Monitoring alarms

StorageGRID alarms help you evaluate and quickly resolve trouble spots that sometimes occur during normal operation. Alarms can be triggered if attributes meet certain conditions or exceed configured thresholds.

Alarm severity levels

Alarms are organized into a hierarchy of five severity levels from Normal (no alarm or notification) to Critical. The two service state notifications indicate when a node becomes disconnected from the grid.

Icon Node state Alarm severity Meaning
green checkmark icon Connected Normal The node is functioning normally. It is connected to the grid and there are no alarms.
yellow square icon Connected Notice The node is connected to the grid, but an unusual condition exists that does not affect normal operations.
light orange diamond icon Connected Minor The node is connected to the grid, but an abnormal condition exists that could affect operation in the future. You should investigate to prevent escalation.
dark orange diamond icon Connected Major The node is connected to the grid, but an abnormal condition exists that currently affects operation. This requires prompt attention to prevent escalation.
red x icon Connected Critical The node is connected to the grid, but an abnormal condition exists that has stopped normal operations. You should address the issue immediately.
gray questionmark icon Disconnected Administratively Down The node is not connected to the grid for an expected reason. For example, the node, or services on the node, has been gracefully shut down, the node is rebooting, or the software is being upgraded.
blue question mark icon Disconnected Unknown The node is not connected to the grid. This situation requires immediate attentionFor example, the network connection between nodes has been lost or the power is down. This is the most severe condition.
Note: You might see transient blue nodes during managed shutdown operations. You can ignore these alarms.

Alarm classes

There are three classes of alarms:
  • Default alarms are the alarms provided with each StorageGRID system. Each default alarm tracks the value of a specific attribute. For example, the AMQS (Audit Messages Queued) Default alarm tracks the count of messages in the audit message queue at any given time. This alarm is triggered at different severities when the number of queued messages reaches certain threshold values.

    Default Alarms

    Default alarms cannot be modified. However, you can disable Default alarms or override them by defining Global Custom alarms or Custom alarms.

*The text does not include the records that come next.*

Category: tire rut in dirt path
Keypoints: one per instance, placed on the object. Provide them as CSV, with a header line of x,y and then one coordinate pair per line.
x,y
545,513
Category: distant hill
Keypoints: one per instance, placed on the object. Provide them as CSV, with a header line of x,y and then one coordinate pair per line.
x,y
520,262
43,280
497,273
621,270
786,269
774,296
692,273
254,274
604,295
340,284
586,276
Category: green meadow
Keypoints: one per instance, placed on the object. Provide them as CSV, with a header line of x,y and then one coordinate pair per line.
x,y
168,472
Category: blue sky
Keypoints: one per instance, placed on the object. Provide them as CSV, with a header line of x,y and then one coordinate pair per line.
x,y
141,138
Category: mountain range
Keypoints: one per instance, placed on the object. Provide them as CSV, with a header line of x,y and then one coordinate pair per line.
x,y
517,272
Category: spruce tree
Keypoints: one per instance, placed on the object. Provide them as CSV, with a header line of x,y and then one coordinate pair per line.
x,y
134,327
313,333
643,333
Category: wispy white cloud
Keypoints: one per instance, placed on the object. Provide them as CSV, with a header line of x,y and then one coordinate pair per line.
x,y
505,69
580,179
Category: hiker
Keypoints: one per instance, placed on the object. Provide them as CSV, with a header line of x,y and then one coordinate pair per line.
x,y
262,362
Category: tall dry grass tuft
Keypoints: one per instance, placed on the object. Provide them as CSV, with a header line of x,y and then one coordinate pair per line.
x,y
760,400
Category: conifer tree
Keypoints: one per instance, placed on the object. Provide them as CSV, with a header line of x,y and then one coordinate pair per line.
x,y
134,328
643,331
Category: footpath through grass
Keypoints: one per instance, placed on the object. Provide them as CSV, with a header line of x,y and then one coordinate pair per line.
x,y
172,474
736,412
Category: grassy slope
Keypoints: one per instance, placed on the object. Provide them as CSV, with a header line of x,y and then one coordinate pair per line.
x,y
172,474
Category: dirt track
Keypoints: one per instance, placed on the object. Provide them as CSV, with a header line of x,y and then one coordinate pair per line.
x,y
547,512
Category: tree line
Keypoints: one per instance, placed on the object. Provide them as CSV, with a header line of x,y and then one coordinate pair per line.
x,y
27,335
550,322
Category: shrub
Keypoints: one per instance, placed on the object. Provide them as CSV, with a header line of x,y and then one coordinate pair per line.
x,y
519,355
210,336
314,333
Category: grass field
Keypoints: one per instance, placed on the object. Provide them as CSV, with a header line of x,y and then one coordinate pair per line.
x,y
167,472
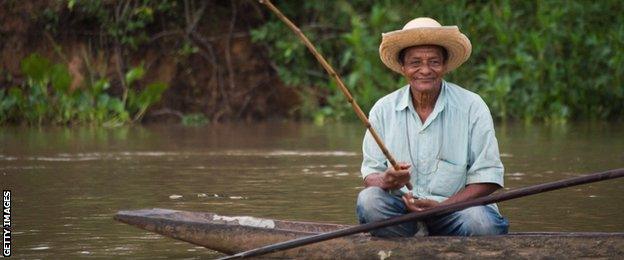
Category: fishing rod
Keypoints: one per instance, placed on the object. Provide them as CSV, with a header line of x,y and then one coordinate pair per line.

  • Global Custom alarms monitor the status of all services of a given type in the StorageGRID system. You can create a Global Custom alarm to override a Default alarm system-wide. You can also create a new Global Custom alarm that will monitor status system-wide. This can be useful for monitoring any customized conditions of your StorageGRID system.
  • Custom alarms monitor the status of a single service or component. You can create a Custom alarm to override a Default alarm or Global Custom alarm at the service or component level. You can also create new Custom alarms based on the service’s unique requirements.

Alarm notifications

When an alarm is triggered or a service state change occurs, an email notification lets the designated personnel know that the system requires attention. A notification is also sent when the alarm leaves the alarm level — either by being resolved or by entering a different alarm severity level.